You must respond with ONLY the query, with no other text, explanation, or context.
You must use the provided node and relationship labels and property names from the schema.

Here is the schema:
{{schema}}

Here are some examples:

{examples_text}User input: {{question}}
Cypher query: """

cypher_prompt = PromptTemplate(
    input_variables=["schema", "question"],
    template=cypher_prompt_template.format(examples_text=examples_text)
)

Next, you'll create a prompt to control how the LLM answers the question with the information returned from Memgraph. We'll give the LLM several examples and instructions on how to respond once it has context information back from the graph database.

In [None]:
from langchain.prompts.prompt import PromptTemplate

qa_template = """
You are a helpful assistant that answers user questions based on the context provided.
If the context is empty, say you don't know the answer.
Use only the information provided in the context to answer the question.
Your answer should be concise and directly answer the question.

Context:
{context}

Question: {question}

Answer:
"""

qa_prompt = PromptTemplate.from_template(qa_template)
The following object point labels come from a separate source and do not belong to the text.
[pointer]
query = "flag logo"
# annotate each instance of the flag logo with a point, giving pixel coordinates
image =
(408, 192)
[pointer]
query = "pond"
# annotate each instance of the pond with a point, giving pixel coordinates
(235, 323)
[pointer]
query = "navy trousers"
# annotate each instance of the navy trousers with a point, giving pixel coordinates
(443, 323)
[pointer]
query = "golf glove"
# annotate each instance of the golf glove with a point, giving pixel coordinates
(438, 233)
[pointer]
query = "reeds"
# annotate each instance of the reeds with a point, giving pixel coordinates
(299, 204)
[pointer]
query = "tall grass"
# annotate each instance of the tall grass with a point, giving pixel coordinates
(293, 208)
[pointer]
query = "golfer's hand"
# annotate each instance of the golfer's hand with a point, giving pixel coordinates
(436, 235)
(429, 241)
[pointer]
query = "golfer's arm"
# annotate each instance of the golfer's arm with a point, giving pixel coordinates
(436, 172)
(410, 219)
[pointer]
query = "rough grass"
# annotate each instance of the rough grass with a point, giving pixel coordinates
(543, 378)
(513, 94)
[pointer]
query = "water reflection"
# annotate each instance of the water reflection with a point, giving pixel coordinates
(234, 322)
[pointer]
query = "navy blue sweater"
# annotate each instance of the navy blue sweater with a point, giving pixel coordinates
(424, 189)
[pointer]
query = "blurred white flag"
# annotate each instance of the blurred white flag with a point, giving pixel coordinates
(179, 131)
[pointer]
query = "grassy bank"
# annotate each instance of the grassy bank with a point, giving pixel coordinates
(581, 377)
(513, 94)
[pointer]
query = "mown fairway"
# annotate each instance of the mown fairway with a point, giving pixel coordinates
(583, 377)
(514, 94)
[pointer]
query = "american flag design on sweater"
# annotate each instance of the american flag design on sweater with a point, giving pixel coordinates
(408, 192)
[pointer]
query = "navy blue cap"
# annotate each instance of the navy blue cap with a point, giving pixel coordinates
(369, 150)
Now it's time to create the question answering chain. The `MemgraphQAChain` allows you to set which LLM you'd like to use and the graph schema to be used. We will reuse the same LLM instance or create a new one for this chain.

In [None]:
# Select and initialize the LLM for the QA part of the chain.
# It can be the same as the one used for graph generation.

# Using OpenAI's GPT-4o-mini (supports structured output)
llm_for_qa = ChatOpenAI(temperature=0, model_name="gpt-4o-mini")

# Using Google's Gemini Pro
# llm_for_qa = ChatGoogleGenerativeAI(model="gemini-pro", temperature=0, convert_system_message_to_human=True)

# Note: allow_dangerous_requests=True is required for security acknowledgment
# This chain can potentially execute dangerous Cypher queries
chain = MemgraphQAChain.from_llm(
    llm = llm_for_qa,
    graph=graph,
    verbose=True,
    return_intermediate_steps=True,
    cypher_prompt=cypher_prompt,
    qa_prompt=qa_prompt,
    allow_dangerous_requests=True  # Required for LangChain security
)

Now you can invoke the chain with a natural language question (note that your responses might be slightly different because LLMs are not purely deterministic, but should be consistent with a temperature of 0).

In [None]:
chain.invoke("What is Johns title?")

In the next question, ask the chain a slightly more complex question:

In [None]:
chain.invoke("Who does John collaborate with?")

You can ask the Memgraph chain about Group relationships:

In [None]:
chain.invoke("What group is Jane in?")

The chain correctly identifies the relationship.

# Conclusion

In this tutorial, you built a Graph RAG application using Memgraph and a large language model from OpenAI or Google Generative AI to generate the graph data structures and query them. Using an LLM, you extracted node and edge information from natural language source text and generated Cypher query syntax to populate a graph database. You then used the same or another LLM to turn natural language questions about that source text into Cypher queries that extracted information from the graph database. Using prompt engineering, the LLM turned the results from the Memgraph database into natural language responses.